Jefferson: Change judicial selection system
By KELLEY SHANNON Associated Press Writer
© 2009 The Associated Press
Feb. 11, 2009
AUSTIN — Texas Supreme Court Chief Justice Wallace Jefferson told legislators Wednesday the state should change its system of electing judges to reduce the influence of money and straight-ticket voting on judicial races.
In his "State of the Judiciary" speech to the Legislature, Jefferson said he supports a system that some other states have in which judges are appointed based on merit then held accountable with elections to decide whether they get to remain in office.
Texas has been electing judges since 1876 and is one of only seven states that holds partisan judicial elections, he said. There are campaign contribution limits for judicial races, but statewide judicial candidates like Jefferson still raise large sums of money to get elected.
Jefferson said he shares retired U.S. Supreme Court Justice Sandra Day O'Connor's concern about the "corrosive influence" of money on judge elections.
Even the perception that money influences court cases destroys public confidence, he said.
"A merit system, in which voters later vote the judge up or down, is the best remedy, but I commend any innovation in which the goals are to recruit and retain qualified judges, and to reduce the role of money in judicial campaigns," said Jefferson, to applause from legislators.
Republican Sen. Robert Duncan of Lubbock announced later in the day he filed legislation that would set up a judicial appointment system like the one Jefferson supports. His proposal would grandfather all current appellate justices into the new system and make them subject to a retention election when their current terms expire.
"We need to take the money and politics out of our judicial system," Duncan said. "No one should have to fear the justice system based on campaigns or contributions."
Consumer and government watchdog groups called Wednesday for such a change in the Texas judiciary before Jefferson's speech. One of those organizations, Texans for Public Justice, later praised Jefferson's remarks.
"Chief Justice Jefferson's acknowledgment that the Texas judicial election system is 'broken' is the first step in restoring faith in Texas courts," said Craig McDonald, director of TPJ. He urged the governor, lieutenant governor and Legislature to act swiftly on Jefferson's calls for merit selection of judges.
Previous Texas Supreme Court chief justices Tom Phillips and John Hill also advocated a merit selection system.
Jefferson, a Republican initially appointed to the court by Gov. Rick Perry and later elected, said he also worries that straight-ticket voting determines judicial election winners based on party affiliation.

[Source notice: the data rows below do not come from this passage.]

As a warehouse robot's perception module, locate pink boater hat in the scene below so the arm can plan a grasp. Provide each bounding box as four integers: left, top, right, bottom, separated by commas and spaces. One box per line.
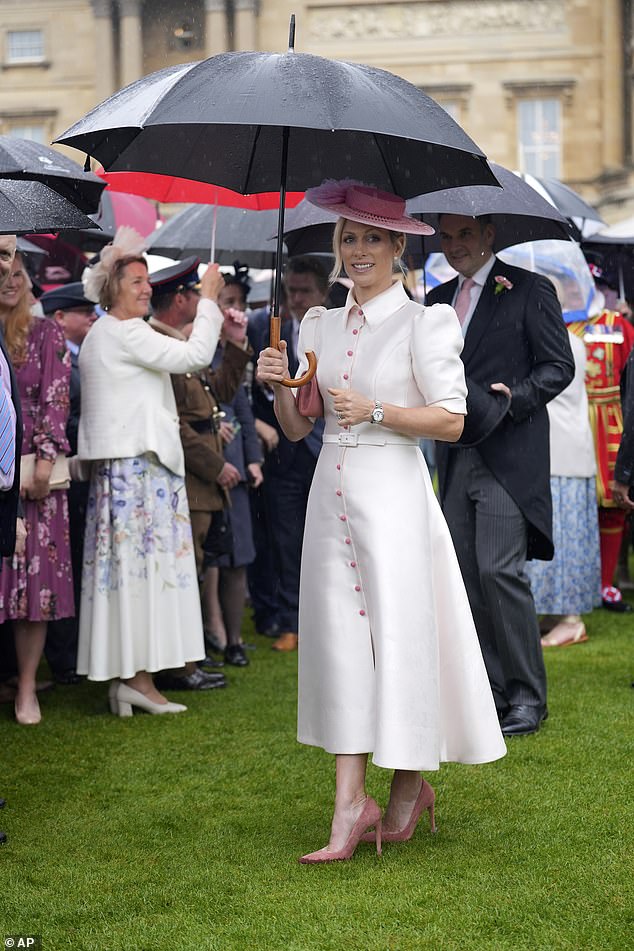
305, 179, 434, 234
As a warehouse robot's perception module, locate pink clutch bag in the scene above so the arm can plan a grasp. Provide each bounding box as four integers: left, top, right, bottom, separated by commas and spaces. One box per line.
295, 376, 324, 419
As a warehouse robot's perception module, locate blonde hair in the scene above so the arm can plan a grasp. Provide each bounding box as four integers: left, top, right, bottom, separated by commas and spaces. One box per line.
328, 218, 406, 284
4, 251, 33, 366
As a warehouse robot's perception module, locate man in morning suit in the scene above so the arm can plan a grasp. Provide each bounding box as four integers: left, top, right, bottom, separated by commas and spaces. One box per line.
248, 255, 328, 651
427, 215, 574, 736
40, 281, 97, 685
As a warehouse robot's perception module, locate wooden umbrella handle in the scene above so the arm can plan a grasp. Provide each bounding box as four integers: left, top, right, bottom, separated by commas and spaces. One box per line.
270, 316, 317, 388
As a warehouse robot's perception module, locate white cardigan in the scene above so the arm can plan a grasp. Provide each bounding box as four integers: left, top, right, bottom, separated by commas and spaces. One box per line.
77, 298, 223, 475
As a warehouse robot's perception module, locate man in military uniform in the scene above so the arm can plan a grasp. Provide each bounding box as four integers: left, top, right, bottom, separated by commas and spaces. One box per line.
150, 257, 252, 690
568, 264, 634, 612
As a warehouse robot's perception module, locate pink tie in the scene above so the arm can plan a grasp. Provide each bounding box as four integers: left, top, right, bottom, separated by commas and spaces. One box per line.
454, 277, 476, 327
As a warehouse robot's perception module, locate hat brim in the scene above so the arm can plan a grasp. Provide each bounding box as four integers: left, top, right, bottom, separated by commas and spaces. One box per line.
306, 196, 436, 235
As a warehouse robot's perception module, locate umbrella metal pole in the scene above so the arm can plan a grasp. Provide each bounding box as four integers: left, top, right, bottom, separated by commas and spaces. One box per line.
270, 126, 317, 387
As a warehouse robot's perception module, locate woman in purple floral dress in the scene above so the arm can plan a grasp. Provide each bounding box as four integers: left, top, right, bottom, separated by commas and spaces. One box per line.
0, 254, 75, 724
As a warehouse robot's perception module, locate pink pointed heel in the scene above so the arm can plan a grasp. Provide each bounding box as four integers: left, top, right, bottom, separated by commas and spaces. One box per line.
361, 779, 436, 842
298, 796, 381, 865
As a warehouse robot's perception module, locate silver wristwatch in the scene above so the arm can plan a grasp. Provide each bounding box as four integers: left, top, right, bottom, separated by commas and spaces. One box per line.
370, 400, 384, 423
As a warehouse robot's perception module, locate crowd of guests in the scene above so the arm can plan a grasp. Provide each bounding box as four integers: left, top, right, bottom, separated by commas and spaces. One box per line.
0, 216, 634, 735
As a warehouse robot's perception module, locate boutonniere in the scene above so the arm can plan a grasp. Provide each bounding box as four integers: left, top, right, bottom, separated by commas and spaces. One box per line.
493, 274, 513, 295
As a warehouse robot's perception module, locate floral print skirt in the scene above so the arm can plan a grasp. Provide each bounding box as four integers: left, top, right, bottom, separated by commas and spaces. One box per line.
77, 453, 204, 680
526, 476, 601, 614
0, 489, 75, 622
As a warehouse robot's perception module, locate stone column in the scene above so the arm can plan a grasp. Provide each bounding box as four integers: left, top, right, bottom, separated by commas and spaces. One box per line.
92, 0, 116, 102
119, 0, 143, 86
233, 0, 257, 50
601, 0, 626, 170
205, 0, 229, 56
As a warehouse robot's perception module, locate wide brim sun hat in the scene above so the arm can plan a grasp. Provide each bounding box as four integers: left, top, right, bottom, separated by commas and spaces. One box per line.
306, 180, 435, 235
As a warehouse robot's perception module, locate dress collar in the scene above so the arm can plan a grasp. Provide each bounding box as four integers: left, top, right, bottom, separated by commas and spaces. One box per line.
343, 281, 409, 327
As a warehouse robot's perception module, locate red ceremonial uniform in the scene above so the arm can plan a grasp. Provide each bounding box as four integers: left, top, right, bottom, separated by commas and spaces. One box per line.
568, 310, 634, 588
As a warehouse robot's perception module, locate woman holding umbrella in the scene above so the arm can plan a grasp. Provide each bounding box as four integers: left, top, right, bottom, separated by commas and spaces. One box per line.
258, 182, 505, 863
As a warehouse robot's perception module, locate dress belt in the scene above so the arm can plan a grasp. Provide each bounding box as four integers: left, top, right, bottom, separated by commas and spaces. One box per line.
322, 432, 418, 448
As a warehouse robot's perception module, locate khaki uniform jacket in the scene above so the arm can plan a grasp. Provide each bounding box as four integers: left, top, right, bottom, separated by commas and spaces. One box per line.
149, 317, 253, 512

Partisan sweeps in urban counties in recent elections have caused qualified district judges to lose elections, he said.
And, he said, his recent re-election may have been as much because Republican presidential candidate John McCain did well in Texas as his judicial credentials.

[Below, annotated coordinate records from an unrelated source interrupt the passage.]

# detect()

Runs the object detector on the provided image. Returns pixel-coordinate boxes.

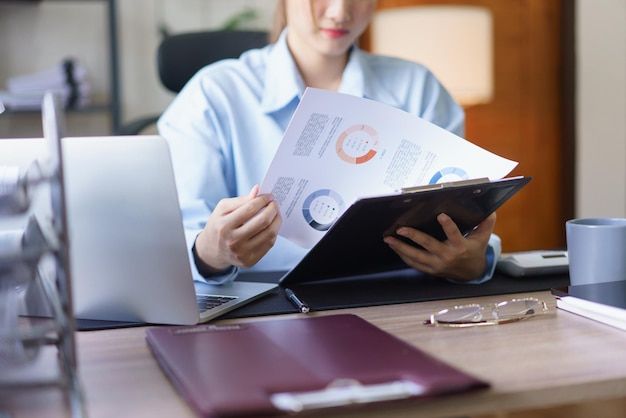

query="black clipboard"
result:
[279,176,531,287]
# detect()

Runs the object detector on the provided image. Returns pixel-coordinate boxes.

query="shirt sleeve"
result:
[450,234,502,284]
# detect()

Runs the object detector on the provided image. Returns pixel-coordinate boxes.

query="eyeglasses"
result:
[424,298,548,328]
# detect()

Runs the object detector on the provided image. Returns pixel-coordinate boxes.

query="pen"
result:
[285,289,311,313]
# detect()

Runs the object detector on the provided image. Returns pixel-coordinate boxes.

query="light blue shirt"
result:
[158,31,500,282]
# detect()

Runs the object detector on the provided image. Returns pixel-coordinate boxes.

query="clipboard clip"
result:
[270,379,427,413]
[400,177,489,194]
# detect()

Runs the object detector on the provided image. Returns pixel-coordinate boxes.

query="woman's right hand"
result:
[196,185,282,272]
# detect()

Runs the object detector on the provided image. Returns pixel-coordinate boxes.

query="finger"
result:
[470,212,497,238]
[437,213,463,244]
[234,201,282,238]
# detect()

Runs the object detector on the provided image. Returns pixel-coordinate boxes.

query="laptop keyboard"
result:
[196,295,237,312]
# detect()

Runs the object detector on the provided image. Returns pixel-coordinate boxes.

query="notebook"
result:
[0,92,277,325]
[146,314,489,418]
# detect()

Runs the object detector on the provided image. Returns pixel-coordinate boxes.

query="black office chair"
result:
[116,30,268,135]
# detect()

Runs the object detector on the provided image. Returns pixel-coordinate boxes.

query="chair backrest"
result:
[157,30,268,93]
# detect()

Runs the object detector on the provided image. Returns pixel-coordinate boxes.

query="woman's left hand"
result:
[384,213,496,282]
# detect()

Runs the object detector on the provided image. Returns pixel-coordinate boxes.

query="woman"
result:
[158,0,500,282]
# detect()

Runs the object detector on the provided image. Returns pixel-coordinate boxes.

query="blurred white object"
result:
[0,58,91,110]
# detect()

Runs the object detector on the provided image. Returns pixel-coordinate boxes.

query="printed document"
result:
[260,88,517,248]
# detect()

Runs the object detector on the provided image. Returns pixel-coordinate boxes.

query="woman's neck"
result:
[291,39,348,91]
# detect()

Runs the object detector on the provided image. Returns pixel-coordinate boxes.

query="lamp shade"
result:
[370,5,494,106]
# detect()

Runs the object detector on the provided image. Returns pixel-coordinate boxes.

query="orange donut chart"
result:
[336,125,378,164]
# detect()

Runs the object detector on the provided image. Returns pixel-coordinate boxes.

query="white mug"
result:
[565,218,626,285]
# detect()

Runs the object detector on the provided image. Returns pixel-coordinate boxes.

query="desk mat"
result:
[76,270,569,331]
[221,271,569,319]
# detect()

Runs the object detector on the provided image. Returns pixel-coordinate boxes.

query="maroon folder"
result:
[146,314,488,418]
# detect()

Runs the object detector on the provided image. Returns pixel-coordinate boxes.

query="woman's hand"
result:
[384,213,496,281]
[196,185,282,272]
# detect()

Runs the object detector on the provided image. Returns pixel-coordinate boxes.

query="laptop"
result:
[0,93,277,328]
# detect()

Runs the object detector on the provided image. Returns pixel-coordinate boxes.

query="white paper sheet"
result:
[260,88,517,248]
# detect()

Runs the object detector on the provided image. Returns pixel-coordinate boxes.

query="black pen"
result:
[285,289,311,313]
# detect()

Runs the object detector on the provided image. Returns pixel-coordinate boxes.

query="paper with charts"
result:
[260,88,517,248]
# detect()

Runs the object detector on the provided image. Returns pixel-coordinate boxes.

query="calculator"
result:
[496,250,569,277]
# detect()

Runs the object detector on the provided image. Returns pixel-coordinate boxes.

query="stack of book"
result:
[0,58,91,110]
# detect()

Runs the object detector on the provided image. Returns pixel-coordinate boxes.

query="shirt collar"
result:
[261,29,305,113]
[339,46,401,107]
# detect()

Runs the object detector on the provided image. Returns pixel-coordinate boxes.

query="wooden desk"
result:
[0,292,626,418]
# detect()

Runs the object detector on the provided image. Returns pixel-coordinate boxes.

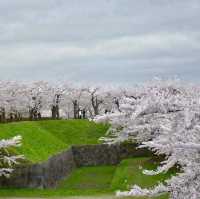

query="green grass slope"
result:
[0,120,108,162]
[0,158,170,199]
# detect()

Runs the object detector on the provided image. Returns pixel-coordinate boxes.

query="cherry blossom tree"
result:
[96,81,200,199]
[0,136,24,177]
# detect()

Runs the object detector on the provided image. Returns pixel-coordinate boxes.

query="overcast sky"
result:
[0,0,200,83]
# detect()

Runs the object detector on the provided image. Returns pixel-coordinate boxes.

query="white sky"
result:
[0,0,200,83]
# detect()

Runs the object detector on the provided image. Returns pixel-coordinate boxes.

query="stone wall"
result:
[0,143,152,188]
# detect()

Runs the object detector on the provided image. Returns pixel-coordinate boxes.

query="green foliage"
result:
[111,158,173,190]
[0,158,173,199]
[0,120,108,163]
[59,166,116,190]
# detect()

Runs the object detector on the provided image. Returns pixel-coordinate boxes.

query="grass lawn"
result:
[0,158,173,199]
[0,120,108,163]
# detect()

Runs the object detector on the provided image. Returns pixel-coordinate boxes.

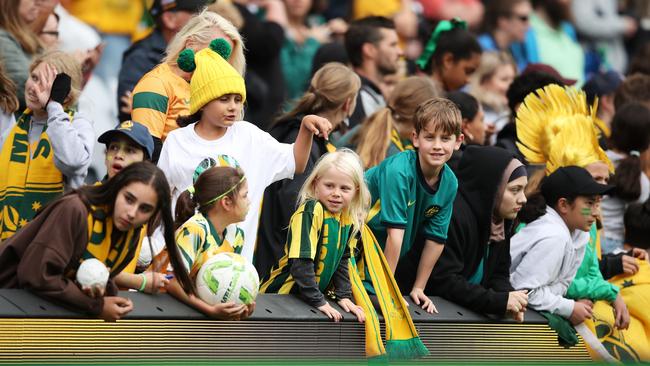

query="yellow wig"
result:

Qualified Democrats and Republicans should have the chance to serve, he said.
"Justice must be blind — it must be as blind to party affiliation as to the litigant's social or financial status. The rule of law resonates across party lines," he said.
On another subject, Jefferson said he supports creating a commission to investigate every case of DNA exoneration and to establish statewide reforms.
Jefferson's Texas Supreme Court handles civil cases. The Court of Criminal Appeals is the state's highest criminal appeals court.
The judicial selection bill is SB 782.